The current trial did not investigate the immediate effects of prefabricated foot orthoses on gluteus medius muscle activity in healthy participants during functional tasks. However, previous studies in this field have shown mixed results. A study of 30 participants, 10 with each foot type, tested each participant in a single leg squat in four conditions of a prefabricated orthotic device with a medial rearfoot post, a lateral rearfoot post, a neutral rearfoot post, and no orthoses. They found an increase in gluteus medius muscle activity in all three orthotic conditions compared to no orthoses regardless of foot type [24]. These changes were not replicated in a similarly posted prefabricated device in healthy participants during a step-up task [22]. However, these devices were able to decrease peak gluteus medius amplitude in those with PFPS [25]. The effect of foot orthoses on gluteus medius muscle activity immediately after their introduction might occur due to potential instability introduced by the device, creating small kinematic or kinetic changes which are attempted to be controlled by increasing muscle activity. However, our findings suggest that any possible effect of the pair of prefabricated foot orthotic devices used in this study have on gluteus medius muscle activity is reduced after a period of acclimatisation (4 weeks).

This study has a number of limitations. We were unable to calculate a sample size a priori, however the results of this study can be used to calculate sample sizes for future research in this area. The relatively small sample size within each of the foot type groups, the absence of pathology, and low BMI and moderate to high levels of physical activity of the included participants all limit the generalisability of these findings. Although the same methods for measurement of muscle activity were identical for each session, there is the possibility that differences in EMG sensor placement, or the self-selected speed at which participants walked was slightly different. While all shoes were appropriate to have the pair of unmodified prefabricated foot orthoses fitted, perhaps some differences in shoe design could have influenced the findings.
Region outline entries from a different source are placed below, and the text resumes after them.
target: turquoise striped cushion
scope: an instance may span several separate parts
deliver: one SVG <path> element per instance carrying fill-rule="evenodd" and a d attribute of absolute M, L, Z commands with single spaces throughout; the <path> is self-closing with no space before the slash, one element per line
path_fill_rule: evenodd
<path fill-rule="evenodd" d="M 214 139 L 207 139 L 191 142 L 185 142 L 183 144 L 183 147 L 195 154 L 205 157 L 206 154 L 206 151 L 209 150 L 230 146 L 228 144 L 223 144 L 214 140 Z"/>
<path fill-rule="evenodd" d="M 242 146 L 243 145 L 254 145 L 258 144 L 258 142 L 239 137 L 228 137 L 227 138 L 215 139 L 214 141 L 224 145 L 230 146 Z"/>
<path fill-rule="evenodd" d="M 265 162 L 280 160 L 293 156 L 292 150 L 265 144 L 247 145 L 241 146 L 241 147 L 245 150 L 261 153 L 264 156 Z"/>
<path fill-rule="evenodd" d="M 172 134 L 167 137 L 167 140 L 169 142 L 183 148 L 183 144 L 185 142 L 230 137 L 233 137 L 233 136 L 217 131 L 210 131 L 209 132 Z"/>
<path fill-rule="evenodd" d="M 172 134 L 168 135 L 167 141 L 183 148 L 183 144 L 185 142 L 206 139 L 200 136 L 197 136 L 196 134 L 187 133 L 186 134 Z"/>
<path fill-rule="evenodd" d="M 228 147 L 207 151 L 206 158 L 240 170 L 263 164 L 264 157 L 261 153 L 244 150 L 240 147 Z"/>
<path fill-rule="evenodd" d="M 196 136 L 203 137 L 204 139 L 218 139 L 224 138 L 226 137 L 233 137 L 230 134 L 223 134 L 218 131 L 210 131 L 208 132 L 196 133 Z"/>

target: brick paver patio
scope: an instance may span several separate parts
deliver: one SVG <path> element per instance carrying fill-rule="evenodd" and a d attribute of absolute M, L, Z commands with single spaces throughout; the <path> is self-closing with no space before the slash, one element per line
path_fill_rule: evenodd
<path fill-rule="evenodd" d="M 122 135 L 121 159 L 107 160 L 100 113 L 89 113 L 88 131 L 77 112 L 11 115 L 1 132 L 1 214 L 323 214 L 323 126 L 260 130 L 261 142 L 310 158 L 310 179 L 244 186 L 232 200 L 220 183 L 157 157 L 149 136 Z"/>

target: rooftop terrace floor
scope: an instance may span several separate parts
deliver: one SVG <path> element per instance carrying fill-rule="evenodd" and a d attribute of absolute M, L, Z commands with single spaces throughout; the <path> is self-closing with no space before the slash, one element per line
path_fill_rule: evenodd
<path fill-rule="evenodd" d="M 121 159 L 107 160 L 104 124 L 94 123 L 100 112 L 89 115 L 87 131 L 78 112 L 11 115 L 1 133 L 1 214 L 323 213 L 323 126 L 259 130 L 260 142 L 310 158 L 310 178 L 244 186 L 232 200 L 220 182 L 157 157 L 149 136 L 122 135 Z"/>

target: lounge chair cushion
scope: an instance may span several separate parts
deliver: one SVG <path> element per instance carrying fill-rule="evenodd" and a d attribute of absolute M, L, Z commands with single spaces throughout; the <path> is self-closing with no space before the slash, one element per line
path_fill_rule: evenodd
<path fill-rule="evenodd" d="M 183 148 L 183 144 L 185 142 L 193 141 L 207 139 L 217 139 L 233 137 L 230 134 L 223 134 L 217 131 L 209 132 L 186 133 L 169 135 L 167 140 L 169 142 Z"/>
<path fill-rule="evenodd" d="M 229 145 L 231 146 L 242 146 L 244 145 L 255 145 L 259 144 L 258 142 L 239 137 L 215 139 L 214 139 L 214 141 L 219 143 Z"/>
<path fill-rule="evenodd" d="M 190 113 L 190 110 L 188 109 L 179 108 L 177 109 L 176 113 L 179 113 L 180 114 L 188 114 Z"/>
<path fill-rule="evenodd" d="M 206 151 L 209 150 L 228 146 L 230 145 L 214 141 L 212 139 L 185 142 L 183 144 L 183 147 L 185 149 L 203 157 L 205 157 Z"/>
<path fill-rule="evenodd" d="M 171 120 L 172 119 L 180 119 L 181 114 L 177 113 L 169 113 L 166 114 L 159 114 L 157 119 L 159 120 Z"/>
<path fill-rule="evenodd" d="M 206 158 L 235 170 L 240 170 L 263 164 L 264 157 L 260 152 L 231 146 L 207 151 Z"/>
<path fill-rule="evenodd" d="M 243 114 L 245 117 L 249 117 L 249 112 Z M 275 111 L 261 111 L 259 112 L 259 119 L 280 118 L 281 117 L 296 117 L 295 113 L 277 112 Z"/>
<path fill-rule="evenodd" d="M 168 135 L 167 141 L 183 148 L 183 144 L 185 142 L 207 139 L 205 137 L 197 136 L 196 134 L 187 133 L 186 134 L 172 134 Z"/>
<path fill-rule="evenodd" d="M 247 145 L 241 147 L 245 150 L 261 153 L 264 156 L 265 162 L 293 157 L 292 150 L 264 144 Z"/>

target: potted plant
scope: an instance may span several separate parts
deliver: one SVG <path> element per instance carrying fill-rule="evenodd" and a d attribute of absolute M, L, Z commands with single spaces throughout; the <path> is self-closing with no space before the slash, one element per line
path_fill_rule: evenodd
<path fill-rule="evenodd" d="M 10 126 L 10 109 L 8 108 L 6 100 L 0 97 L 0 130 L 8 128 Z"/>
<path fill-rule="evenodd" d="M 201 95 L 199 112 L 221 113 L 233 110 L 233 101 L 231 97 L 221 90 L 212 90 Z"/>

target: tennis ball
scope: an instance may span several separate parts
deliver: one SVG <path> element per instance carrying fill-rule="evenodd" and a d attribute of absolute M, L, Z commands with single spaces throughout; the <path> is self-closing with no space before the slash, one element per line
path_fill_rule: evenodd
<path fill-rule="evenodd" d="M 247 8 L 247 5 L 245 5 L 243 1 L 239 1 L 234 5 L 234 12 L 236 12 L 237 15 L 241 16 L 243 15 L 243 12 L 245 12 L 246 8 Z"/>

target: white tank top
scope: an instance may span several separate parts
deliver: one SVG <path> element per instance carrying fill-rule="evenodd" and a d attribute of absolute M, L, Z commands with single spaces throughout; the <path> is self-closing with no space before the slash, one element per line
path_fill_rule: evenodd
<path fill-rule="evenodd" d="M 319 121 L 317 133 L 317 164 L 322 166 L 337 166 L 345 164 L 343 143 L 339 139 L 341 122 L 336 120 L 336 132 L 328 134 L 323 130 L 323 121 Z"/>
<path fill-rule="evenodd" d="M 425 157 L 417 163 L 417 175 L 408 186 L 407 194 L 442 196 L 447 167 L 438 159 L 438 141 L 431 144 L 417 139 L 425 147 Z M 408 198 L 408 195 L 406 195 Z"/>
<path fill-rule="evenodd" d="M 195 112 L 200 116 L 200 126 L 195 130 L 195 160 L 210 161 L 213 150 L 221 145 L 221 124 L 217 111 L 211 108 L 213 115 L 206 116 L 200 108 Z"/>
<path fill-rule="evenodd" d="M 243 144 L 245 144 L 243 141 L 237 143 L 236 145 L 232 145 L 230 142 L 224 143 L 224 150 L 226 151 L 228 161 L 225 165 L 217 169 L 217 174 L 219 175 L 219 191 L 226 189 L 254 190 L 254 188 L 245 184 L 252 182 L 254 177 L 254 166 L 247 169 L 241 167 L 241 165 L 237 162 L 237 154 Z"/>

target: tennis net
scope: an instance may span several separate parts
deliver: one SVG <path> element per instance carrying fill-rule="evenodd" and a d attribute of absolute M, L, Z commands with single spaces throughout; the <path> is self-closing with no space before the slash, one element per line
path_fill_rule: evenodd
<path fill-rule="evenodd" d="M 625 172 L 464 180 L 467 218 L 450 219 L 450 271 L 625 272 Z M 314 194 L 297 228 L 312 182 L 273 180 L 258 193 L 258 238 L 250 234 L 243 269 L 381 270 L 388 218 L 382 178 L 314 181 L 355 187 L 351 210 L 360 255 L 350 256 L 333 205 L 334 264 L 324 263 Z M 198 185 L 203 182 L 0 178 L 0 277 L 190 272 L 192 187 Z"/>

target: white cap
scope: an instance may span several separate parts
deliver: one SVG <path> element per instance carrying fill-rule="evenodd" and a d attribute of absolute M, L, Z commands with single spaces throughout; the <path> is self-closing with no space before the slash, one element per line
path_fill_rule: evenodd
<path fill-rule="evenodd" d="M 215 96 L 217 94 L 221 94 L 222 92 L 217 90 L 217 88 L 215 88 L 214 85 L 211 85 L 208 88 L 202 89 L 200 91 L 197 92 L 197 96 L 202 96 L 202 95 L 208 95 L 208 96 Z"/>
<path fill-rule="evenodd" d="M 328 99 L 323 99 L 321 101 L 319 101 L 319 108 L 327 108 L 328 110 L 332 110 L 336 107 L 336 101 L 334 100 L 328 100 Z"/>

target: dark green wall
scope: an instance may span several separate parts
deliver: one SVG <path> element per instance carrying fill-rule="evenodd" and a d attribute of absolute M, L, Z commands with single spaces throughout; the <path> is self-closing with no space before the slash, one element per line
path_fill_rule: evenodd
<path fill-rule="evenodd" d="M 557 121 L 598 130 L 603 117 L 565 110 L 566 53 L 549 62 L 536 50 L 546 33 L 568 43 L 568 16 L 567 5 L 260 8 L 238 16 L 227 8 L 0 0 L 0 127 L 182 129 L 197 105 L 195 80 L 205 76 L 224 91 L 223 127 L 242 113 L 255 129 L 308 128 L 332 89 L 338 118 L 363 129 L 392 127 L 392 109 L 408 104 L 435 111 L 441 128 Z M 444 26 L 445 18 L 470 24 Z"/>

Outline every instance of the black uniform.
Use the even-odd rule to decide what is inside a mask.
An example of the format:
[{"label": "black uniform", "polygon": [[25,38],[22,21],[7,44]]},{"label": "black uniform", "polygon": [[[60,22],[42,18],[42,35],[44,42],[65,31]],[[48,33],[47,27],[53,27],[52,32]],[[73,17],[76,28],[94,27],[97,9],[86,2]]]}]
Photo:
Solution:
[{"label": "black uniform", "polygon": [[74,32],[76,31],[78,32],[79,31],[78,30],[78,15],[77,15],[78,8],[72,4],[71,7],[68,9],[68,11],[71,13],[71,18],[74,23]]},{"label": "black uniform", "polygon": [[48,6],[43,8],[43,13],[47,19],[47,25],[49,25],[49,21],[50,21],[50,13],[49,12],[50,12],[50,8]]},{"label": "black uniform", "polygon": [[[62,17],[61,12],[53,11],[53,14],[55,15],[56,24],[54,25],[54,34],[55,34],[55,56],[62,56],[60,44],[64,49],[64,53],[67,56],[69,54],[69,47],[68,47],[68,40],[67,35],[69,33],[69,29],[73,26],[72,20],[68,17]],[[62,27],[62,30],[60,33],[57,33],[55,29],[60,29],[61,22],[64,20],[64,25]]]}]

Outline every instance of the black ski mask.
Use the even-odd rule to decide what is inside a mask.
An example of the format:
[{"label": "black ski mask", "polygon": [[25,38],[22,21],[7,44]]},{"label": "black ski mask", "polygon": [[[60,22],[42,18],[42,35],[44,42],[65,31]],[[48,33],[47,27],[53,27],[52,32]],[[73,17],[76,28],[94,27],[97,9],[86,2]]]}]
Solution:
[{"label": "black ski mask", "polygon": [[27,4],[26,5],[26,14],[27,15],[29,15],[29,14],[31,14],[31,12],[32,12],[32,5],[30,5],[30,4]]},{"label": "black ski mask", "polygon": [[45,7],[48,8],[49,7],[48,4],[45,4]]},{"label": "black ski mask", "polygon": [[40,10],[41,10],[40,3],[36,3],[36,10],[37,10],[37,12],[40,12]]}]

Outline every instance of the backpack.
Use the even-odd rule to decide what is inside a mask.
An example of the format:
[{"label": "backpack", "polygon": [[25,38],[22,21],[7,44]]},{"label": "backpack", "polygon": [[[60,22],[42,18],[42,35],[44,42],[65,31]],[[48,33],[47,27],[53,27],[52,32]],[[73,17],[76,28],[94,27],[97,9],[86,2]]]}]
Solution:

There is some evidence demonstrating an association between the FPI and dynamic foot function [43,44,45]. However, due to this relationship not being strong for all measures of dynamic foot function and because we collapsed FPI data into foot type categories, some caution is advised when interpreting the relationship found between foot type and gluteus medius muscle activity. Additionally, the measurement of a number of other muscles’ activity level, as well as, foot and lower extremity biomechanical differences that might exist between foot types, were not measured which could have accounted for the findings.

Conclusion

We found that people with a cavus foot type demonstrated increased levels of gluteus medius muscle activity compared to neutral and planus type feet during a short period of level ground shod walking. The pair of unmodified prefabricated foot orthoses did not significantly change gluteus medius muscle activity over a 4 week period, regardless of the amount of usage. Clinicians and researchers should be aware that participants with cavus feet may display higher levels of gluteus medius muscle activity during gait compared to neutral and planus type feet. Future research should aim to explore this relationship between foot type and gluteus medius muscle activity in larger sample sizes, consider the potential role of other lower extremity muscles, and investigate if these findings also occur in people with pathology.